I do love this recipe. Add some fruit and a little yogurt, cream, brown sugar or maple syrup and you're in breakfast heaven. (I should note that Marion says you can cook regular rolled oats in the same way. So if you don't want to deal with steel-cut, you don't have to).

You don't have to limit yourself to oats, either. I messed around with this a lot when my son was in the mushy-food stage, and tried out various grains and combinations. I came up with what I like to call the Rule of Threes, to make it easy to remember the recipe: (1) use three cups of water for every cup of oats, (2) up to 1/3 of the oats can be substituted with another type of grain, and (3) don't use more than 3 kinds of grain.

The last two rules came into being because I was trying to come up with a multigrain-type of porridge. Through trial and error I found that adding too many different types of grains muddled the flavors, and too much volume of different grains affected the consistency of the porridge. My favorite combinations are 2/3 cup oats with 1/3 cup (total) of millet and cracked wheat, millet and barley, or cracked wheat and quinoa. If you can find it, get "hulled" barley instead of "pearled" barley; the germ has not been removed from hulled barley. This gives an extra "snap" to the cooked barley that goes really well with the oats.

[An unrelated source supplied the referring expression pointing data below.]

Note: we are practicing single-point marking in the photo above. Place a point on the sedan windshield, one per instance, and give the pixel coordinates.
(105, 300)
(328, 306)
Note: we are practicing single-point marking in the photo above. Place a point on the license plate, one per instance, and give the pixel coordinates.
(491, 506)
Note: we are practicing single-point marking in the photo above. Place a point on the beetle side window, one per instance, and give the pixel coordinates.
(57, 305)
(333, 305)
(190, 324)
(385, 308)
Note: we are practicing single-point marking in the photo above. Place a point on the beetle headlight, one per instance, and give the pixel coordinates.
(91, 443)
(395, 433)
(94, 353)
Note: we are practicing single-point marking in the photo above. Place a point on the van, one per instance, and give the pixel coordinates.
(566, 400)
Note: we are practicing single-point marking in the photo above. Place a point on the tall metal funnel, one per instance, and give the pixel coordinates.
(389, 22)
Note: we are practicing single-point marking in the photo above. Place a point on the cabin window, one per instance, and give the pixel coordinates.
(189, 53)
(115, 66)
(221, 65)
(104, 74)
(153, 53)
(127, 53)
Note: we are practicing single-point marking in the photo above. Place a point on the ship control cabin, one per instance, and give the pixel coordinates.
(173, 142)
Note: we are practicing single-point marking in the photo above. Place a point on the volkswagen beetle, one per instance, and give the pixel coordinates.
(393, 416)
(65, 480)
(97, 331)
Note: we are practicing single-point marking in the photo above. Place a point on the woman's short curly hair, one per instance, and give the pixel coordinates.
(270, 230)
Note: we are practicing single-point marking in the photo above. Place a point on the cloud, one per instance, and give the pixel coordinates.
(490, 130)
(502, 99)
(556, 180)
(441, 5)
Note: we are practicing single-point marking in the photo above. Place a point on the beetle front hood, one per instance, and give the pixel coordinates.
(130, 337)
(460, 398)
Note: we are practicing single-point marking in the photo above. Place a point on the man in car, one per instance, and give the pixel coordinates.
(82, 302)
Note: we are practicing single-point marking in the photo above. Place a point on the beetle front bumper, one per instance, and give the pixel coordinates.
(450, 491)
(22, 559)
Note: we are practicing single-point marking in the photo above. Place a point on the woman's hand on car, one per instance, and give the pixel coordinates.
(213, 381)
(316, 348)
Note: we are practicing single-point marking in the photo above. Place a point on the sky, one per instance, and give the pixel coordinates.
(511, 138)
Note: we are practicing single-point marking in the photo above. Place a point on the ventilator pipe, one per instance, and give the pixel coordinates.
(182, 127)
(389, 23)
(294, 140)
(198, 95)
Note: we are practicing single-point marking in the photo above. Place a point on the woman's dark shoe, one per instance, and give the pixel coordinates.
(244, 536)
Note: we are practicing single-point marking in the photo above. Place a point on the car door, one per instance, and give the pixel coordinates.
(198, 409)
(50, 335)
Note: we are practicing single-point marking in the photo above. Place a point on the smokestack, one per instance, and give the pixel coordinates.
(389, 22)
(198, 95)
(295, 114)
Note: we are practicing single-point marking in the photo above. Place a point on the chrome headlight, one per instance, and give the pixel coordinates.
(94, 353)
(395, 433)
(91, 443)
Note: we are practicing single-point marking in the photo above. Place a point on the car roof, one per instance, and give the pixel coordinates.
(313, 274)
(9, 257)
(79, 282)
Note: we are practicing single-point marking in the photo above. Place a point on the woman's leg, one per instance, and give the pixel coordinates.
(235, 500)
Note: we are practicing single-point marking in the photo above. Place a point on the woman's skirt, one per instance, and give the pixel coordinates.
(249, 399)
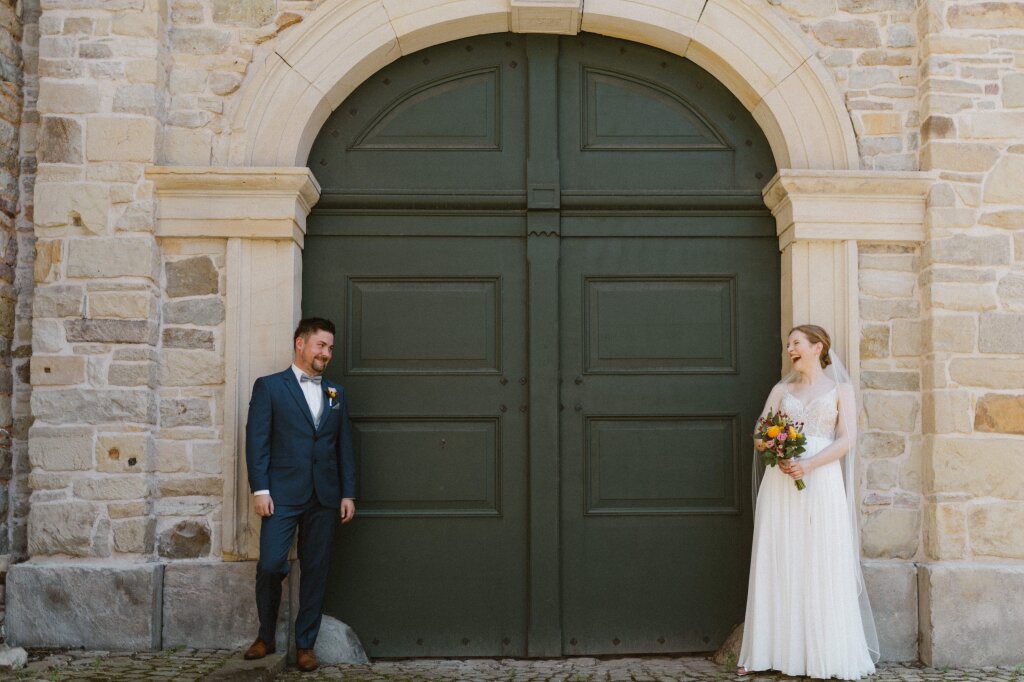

So give it a try, and let me know what combinations you like...or at least what you like to eat for breakfast :-)

2 comments:

Something About Mary said...

Marion Cunningham? Are you serious? Wasn't that the mom on Happy Days? Everybody loves Mrs. Cunningham. She's the epitome of endearing domestic diva.

Karen said...

Hee, hee...yes that was the mom on Happy Days! But I'm talking about a different Marion Cunningham: the cookbook author. She did the big revision of the Fannie Farmer cookbook, among others. Too much of a coincindence, I know!